La semaine dernière, nous étions restés au milieu des années 60. Cette semaine, nous allons voir de plus près un système qui avait 25 à 30 ans d'avance. Mais avant cela, revenons au contexte de l'époque.
L'informatique dans les années 60, c'est quoi ?
Dans cette série d'articles, nous parlons exclusivement d'ordinateurs équipés d'un clavier, d'un écran et souvent d'un outil de pointage (crayon optique / souris). Cependant, cela reste alors un luxe auquel seuls certains chercheurs ont droit. La plupart des ordinateurs de l'époque sont bien différents...

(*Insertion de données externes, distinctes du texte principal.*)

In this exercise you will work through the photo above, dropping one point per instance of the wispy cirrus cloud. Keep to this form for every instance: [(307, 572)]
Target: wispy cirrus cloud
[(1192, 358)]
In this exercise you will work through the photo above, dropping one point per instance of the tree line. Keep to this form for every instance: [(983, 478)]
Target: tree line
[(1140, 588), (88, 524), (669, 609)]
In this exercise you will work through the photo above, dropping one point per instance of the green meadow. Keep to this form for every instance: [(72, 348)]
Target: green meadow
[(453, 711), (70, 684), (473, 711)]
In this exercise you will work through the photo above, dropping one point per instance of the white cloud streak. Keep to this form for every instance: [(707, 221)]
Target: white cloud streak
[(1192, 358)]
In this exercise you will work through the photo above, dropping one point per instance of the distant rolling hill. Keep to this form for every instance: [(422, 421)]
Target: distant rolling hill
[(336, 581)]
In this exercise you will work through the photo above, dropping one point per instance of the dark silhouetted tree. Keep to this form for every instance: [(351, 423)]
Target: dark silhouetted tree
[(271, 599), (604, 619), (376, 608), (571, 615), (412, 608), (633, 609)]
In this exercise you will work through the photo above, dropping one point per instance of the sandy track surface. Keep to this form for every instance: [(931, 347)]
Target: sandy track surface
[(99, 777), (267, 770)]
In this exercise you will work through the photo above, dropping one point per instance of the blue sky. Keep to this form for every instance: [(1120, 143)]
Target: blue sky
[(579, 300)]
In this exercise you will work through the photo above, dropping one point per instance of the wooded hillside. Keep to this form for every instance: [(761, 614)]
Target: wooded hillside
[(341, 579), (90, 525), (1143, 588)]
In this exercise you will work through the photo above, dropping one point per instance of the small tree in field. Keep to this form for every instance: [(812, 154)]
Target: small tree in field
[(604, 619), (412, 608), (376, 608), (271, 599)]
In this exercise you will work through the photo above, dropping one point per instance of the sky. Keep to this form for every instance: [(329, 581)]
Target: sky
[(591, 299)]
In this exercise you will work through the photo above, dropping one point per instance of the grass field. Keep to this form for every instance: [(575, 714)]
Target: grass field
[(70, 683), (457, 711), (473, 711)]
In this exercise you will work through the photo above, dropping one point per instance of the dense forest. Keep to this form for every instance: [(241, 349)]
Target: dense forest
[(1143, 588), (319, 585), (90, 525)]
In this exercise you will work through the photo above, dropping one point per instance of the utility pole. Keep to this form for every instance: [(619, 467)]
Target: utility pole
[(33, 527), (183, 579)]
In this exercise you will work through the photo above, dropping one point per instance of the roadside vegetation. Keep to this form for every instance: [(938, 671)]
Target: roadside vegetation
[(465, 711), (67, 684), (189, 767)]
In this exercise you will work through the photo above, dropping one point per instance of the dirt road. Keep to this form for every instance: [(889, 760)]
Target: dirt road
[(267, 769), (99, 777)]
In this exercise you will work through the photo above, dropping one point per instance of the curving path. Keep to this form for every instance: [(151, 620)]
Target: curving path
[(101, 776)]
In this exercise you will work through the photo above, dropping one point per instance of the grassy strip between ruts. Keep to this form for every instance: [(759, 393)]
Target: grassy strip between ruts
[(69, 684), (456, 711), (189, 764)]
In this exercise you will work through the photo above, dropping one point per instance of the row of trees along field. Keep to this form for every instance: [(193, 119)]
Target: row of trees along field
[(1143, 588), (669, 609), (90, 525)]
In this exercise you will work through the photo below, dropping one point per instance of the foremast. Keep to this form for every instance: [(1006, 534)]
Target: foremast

Dans les années 60, l'informatique entre dans les entreprises. Les ordinateurs sont alors de grosses machines qui comprennent le seul langage des bandes perforées et qui restituent au mieux les résultats sur papier, en mode texte. Ils peuvent cependant stocker des données en masse sur des bandes magnétiques voire, dans de rares cas, sur des disques durs sous cloche.
Pour le grand public, l'ordinateur reste une machine mystérieuse dont l'existence n'est révélée qu'à travers la presse ou les médias. En 1968, le film "Le gendarme se marie" sort sur les écrans au cinéma. Dans ce film, un ordinateur joue un rôle important dans la scène où Louis de Funès et Jean Girault reçoivent les résultats d'un examen. Cet ordinateur correspond bien à l'idée que s'en fait alors le public et la presse et, hormis les lumières de couleurs vives, la machine n'est pas si loin de la réalité.

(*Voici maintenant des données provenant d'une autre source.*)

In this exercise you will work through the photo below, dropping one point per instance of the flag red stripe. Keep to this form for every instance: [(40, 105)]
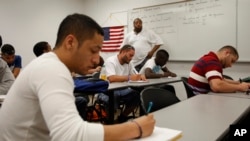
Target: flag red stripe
[(116, 36)]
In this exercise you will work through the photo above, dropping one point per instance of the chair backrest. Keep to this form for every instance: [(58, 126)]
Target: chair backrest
[(227, 77), (96, 75), (159, 97), (189, 90)]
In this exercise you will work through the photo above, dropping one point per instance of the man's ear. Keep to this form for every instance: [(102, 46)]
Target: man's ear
[(71, 42)]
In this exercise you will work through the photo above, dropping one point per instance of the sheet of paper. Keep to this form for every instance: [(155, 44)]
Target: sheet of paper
[(138, 81), (162, 134)]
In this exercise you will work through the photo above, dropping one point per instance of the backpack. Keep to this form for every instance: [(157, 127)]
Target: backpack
[(97, 112), (94, 85)]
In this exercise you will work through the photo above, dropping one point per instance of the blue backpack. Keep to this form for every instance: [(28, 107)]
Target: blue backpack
[(93, 85)]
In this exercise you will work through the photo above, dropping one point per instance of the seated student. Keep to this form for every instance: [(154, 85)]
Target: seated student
[(98, 67), (120, 69), (41, 47), (81, 102), (207, 73), (156, 66), (14, 61), (40, 106)]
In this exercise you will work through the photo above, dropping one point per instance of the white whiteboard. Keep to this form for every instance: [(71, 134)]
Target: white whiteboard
[(190, 29), (243, 30)]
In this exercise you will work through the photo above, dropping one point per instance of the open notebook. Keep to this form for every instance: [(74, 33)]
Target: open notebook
[(162, 134)]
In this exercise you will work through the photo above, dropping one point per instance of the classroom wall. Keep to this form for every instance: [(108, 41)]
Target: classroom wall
[(24, 23)]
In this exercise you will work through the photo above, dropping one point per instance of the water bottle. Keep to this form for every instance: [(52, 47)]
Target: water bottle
[(103, 73)]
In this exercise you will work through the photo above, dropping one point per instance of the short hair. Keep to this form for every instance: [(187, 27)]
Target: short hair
[(40, 47), (232, 49), (162, 54), (126, 47), (8, 49), (81, 26), (137, 19)]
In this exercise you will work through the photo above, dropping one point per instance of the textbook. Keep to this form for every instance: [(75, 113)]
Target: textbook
[(162, 134)]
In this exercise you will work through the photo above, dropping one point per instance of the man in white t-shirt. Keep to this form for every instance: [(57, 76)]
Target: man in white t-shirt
[(40, 105), (156, 66), (120, 69), (145, 42)]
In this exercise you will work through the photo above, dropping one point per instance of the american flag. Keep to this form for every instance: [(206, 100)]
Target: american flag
[(113, 37)]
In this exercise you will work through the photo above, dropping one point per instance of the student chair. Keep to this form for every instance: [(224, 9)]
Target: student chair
[(188, 89), (159, 97), (227, 77)]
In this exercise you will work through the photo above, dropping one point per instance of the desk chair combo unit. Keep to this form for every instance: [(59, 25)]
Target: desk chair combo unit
[(188, 89), (158, 97)]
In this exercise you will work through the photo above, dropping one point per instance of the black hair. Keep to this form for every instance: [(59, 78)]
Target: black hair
[(162, 53), (81, 26), (8, 49), (1, 41), (232, 49), (39, 48)]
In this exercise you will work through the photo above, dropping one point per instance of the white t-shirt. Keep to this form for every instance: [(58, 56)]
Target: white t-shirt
[(151, 64), (143, 42), (113, 67), (40, 106)]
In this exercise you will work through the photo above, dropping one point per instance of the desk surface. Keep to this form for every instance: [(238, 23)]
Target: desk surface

Représentation d'un ordinateur, extrait du film "Le gendarme se marie" en 1968
Vers un système d'information interactif: la souris et le NLS (oN-Line System)
C'est à Douglas Engelbart que l'on doit les avancées suivantes en matière d'interfaces ergonomiques pour ordinateurs. Il est notamment le créateur de la souris et l'un des inventeurs des liens hypertextes. Du milieu des années 60 au début des années 70, il travaille avec une équipe de chercheurs au sein de la Standford Research Institute et en collaboration avec l'Augmentation Research Center. Il met au point avec son équipe le système NLS.

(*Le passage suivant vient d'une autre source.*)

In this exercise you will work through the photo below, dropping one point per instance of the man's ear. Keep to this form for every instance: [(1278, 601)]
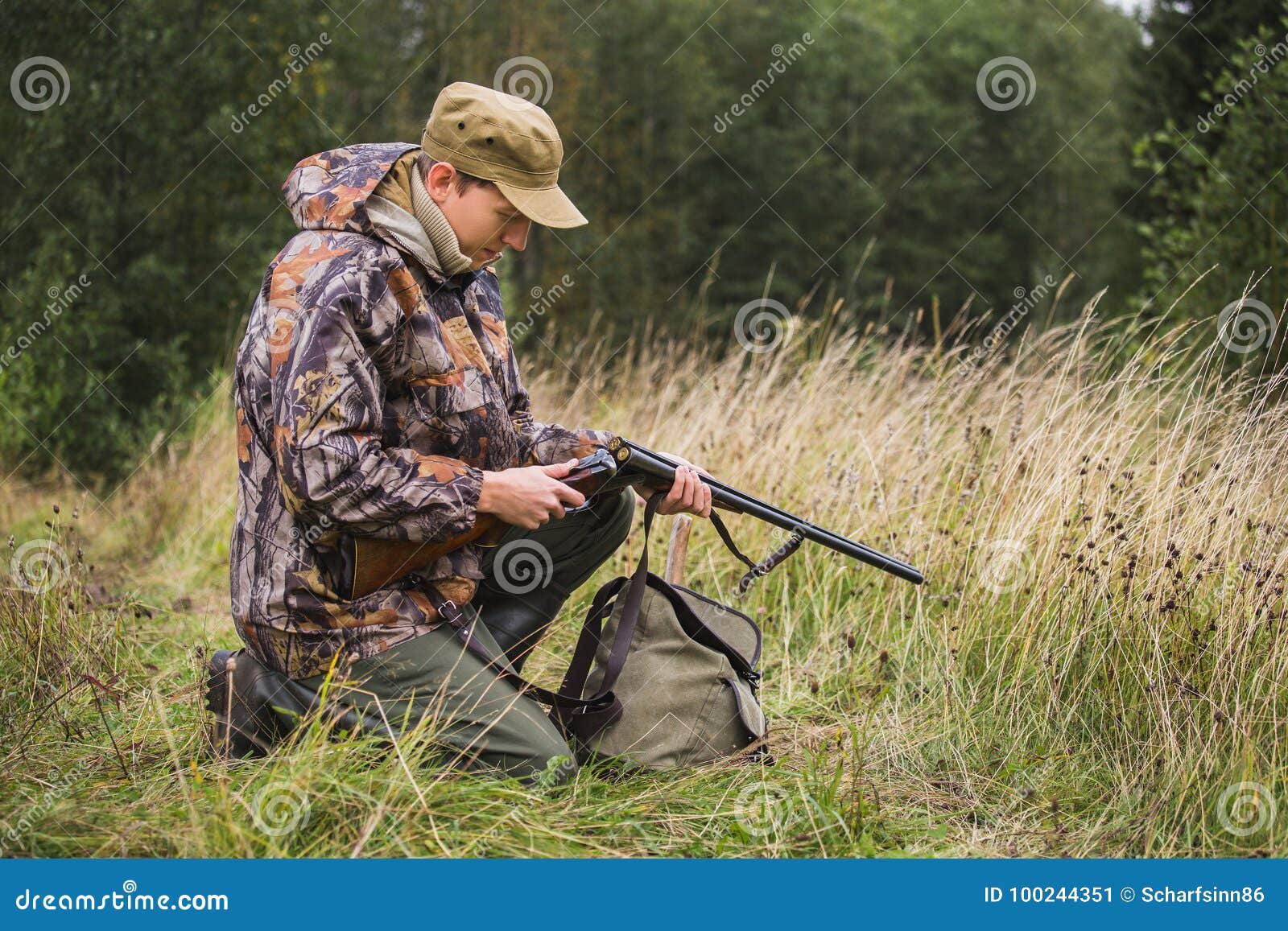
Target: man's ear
[(440, 180)]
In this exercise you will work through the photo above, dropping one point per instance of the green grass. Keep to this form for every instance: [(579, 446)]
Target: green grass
[(1094, 666)]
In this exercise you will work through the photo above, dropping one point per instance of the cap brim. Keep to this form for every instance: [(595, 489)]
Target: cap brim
[(547, 206)]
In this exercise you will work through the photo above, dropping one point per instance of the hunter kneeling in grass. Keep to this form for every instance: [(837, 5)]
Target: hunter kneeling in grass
[(379, 399)]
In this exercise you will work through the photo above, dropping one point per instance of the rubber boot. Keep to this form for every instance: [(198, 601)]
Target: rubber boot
[(518, 624), (245, 724)]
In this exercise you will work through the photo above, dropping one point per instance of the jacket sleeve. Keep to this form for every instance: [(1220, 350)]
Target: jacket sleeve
[(332, 467), (547, 443)]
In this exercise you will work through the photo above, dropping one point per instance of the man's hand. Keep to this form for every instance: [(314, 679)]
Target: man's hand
[(688, 495), (528, 496)]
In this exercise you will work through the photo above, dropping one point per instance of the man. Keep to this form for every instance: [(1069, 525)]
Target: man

Il s'agit d'un système fortement inspiré des études réalisées Vannevar Bush autour du Memex. Ce système comprend une interface multi-vues connectée à un ensemble d'ordinateurs reliés en réseau. Le tout permettait de gérer un ensemble de documents pouvant être reliés entre eux avec des liens hypertextes. Il s'agissait d'un système proche d'une sorte d'un "mini-internet", il faut dire que le NLS était conçu pour être déployé à travers ARPANET (Advanced Research Projects Agency Network), l'ancêtre d'Internet.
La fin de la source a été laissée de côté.